Apocalyptic fiction is arguably a project, if not a prediction, of the future. It should at least relate in some fashion to the present if there is going to some sort of argument for relevance. The connection can be rather tenuous.
Pundits, people who are in the business of informing the public toward a viewpoint, are supposed to be very much on the mark. If they are not always predicting, they are usually warning.
There are more than a few apocalyptic pundits out there.
How relevant is reality to their popularity?
For Pundits, It's Better to Be Confident Than Correct
Science Daily, 28 May 2013 (hat tip: MR)
[T]wo Washington State University economics students have demonstrated that it simply doesn't pay as much for a pundit to be accurate as it does to be confident. It's one thing to be a good pundit, but another to be popular.

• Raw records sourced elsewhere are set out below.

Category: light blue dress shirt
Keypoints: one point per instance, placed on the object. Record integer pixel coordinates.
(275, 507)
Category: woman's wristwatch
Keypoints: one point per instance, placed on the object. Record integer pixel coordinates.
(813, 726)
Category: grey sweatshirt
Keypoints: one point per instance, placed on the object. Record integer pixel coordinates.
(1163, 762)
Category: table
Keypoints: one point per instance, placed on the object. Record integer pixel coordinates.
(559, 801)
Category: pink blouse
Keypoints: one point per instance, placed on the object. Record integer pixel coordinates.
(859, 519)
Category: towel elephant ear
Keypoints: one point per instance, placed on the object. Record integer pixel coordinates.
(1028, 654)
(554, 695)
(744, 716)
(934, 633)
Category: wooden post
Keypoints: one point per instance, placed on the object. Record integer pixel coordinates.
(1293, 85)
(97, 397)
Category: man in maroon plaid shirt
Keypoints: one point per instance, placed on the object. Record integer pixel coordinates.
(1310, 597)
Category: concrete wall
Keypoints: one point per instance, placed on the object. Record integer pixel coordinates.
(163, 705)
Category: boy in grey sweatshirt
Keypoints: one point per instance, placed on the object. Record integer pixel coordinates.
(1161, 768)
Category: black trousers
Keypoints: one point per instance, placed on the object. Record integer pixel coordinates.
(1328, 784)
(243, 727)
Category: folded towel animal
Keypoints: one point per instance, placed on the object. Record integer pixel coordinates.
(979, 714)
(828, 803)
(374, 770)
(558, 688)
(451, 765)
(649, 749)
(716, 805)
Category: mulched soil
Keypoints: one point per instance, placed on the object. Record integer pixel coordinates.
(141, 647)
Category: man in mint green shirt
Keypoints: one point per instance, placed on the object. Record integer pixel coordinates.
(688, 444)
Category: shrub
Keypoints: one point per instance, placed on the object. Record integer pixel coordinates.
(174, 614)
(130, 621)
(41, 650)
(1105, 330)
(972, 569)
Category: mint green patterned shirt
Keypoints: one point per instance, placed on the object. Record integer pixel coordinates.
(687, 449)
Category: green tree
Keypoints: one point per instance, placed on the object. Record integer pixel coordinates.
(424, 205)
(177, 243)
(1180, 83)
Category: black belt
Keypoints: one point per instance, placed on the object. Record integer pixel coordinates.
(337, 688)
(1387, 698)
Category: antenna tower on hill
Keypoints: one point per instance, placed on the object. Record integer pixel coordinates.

"In a perfect world, you want to be accurate and confident," says Jadrian Wooten. "If you had to pick, being confident will get you more followers, get you more demand."
Note, that there isn't a negative correlation. Pundits aren't less accurate the more popular they are. It's just that it is beside the point.
Note that this has been shown to be true of pundits close cosines, the investment advisor. In general, the success of investment advisors falls within the general bell curve of randomness. Relative to each other (an important distinction) there is little evidence for a skill deferential. Survival bias and marketing go a long way toward obscuring this point. The future is hard to predict.
In the case of our apocalyptic pundits, it is even harder. Unless they make some sort of hard date prediction, the apocalypse only comes along every so often. So a cross check of prediction credentials is a little difficult.
2 comments:
I am more partial to the ones who present both sides or at least important parts of both and then kinda weigh them. I am sure I am in a minority though.
Pioneer: Commenters/pundits who act as if life was about tradeoffs and difficult decisions, don't get asked back.